Sometimes referred to as the “City of Gold,” Dubai is the largest city in the United Arab Emirates and a thriving location for business. If your company is planning to expand abroad, Dubai will be an excellent choice of location due to the growing economy and relative ease of obtaining work permits for any foreign employees who are willing to make the move. Even so, it can be helpful to have an experienced global PEO on your side to make sure the process of obtaining visas and permits is as smooth as possible.

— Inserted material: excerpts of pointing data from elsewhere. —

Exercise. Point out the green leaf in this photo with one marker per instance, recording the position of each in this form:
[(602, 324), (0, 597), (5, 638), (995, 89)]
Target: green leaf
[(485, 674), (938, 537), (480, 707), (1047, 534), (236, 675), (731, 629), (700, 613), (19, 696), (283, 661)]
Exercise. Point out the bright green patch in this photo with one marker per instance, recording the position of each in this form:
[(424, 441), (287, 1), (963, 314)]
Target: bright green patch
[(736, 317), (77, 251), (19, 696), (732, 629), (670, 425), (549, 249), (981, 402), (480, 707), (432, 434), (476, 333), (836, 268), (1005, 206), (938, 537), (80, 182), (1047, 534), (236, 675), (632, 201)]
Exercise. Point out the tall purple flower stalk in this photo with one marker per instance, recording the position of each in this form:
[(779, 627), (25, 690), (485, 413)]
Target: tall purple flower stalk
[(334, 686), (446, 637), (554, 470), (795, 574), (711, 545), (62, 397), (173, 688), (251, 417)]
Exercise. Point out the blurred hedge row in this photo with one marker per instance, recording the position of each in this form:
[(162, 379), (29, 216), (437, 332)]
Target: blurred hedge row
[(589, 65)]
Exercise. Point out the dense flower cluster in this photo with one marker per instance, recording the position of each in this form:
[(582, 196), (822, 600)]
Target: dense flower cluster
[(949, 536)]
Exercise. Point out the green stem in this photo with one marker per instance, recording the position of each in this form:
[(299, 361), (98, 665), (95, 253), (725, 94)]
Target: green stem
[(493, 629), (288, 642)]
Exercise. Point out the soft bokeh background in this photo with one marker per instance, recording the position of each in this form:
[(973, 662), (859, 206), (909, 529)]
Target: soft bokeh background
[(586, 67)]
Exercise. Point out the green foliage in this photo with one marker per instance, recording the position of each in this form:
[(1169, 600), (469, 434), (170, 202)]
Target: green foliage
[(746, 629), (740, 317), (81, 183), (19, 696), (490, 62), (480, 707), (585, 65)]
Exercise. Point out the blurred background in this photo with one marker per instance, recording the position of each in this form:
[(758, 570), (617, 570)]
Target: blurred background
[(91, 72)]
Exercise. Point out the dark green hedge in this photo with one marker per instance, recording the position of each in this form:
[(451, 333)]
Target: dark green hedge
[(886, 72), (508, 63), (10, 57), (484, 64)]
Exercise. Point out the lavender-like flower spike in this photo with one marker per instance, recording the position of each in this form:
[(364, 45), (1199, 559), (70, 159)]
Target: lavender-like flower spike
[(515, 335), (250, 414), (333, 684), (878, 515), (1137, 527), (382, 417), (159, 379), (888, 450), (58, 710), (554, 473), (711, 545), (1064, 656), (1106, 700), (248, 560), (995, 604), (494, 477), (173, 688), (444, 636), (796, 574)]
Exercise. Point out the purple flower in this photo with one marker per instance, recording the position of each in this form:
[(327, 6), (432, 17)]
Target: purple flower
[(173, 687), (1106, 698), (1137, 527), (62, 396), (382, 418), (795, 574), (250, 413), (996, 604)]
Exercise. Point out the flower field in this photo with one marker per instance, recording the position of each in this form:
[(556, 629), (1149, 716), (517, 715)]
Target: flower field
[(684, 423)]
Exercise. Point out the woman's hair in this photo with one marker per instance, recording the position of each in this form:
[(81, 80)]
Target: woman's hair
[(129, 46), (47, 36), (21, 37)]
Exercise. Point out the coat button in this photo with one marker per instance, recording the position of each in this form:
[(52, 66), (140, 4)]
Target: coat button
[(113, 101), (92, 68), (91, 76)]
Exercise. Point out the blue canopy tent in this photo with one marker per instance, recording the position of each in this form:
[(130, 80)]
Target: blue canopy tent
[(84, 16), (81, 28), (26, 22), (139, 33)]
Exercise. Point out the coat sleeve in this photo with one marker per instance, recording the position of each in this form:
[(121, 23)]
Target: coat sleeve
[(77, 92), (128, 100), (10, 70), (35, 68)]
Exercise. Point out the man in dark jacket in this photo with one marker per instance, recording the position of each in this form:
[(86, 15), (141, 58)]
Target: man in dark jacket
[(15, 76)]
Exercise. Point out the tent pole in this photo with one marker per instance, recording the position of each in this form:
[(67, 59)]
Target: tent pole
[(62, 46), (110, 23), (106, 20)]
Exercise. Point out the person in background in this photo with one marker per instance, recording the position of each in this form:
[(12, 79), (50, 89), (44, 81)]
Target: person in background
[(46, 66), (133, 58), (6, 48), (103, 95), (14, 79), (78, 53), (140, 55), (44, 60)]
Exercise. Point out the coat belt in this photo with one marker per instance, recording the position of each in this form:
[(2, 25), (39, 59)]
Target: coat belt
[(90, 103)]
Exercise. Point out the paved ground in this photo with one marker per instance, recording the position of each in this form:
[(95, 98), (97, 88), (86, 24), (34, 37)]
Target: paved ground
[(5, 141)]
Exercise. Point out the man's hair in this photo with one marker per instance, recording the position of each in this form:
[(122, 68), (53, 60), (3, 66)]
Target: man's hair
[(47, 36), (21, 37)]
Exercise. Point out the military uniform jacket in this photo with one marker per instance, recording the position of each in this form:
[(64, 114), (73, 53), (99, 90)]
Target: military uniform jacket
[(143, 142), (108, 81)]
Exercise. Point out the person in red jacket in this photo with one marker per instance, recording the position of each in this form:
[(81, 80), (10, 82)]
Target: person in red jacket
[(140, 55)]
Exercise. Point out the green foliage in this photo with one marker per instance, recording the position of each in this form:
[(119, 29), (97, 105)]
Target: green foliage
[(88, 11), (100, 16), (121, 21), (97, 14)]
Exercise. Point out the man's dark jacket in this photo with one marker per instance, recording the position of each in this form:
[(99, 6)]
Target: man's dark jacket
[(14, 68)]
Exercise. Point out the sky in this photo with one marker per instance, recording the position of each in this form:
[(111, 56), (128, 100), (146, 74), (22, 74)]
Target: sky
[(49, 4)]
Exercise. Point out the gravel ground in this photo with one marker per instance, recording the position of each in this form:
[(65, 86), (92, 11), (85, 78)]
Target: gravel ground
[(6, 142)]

Types of Work Visas in Dubai
Before obtaining a permit to work in Dubai, foreign nationals will need a visa to enter the United Arab Emirates. The UAE issues several types of visas and entry permits to foreigners, including:
- Entry permit visas
- Visit visas
- Tourist visas
- Student visas
- Multiple-entry visas
- Visas for medical treatment
Foreign nationals who plan to obtain permits to live and work in Dubai will need to begin the process by getting an entry permit visa.
Requirements to Obtain Dubai Work Visas
To work in Dubai, foreign nationals will need a residence visa as well as a work permit. Foreign nationals will need to provide the following documents to obtain a residence visa:
- A completed application form
- The applicant’s original passport along with a copy
- Several passport photos
- A copy of a valid company card
- A certificate of health
- An entry permit issued by the Ministry of Labor
- Proof of payment of the application fee
Applicants will also need to undergo a medical examination upon arrival in Dubai.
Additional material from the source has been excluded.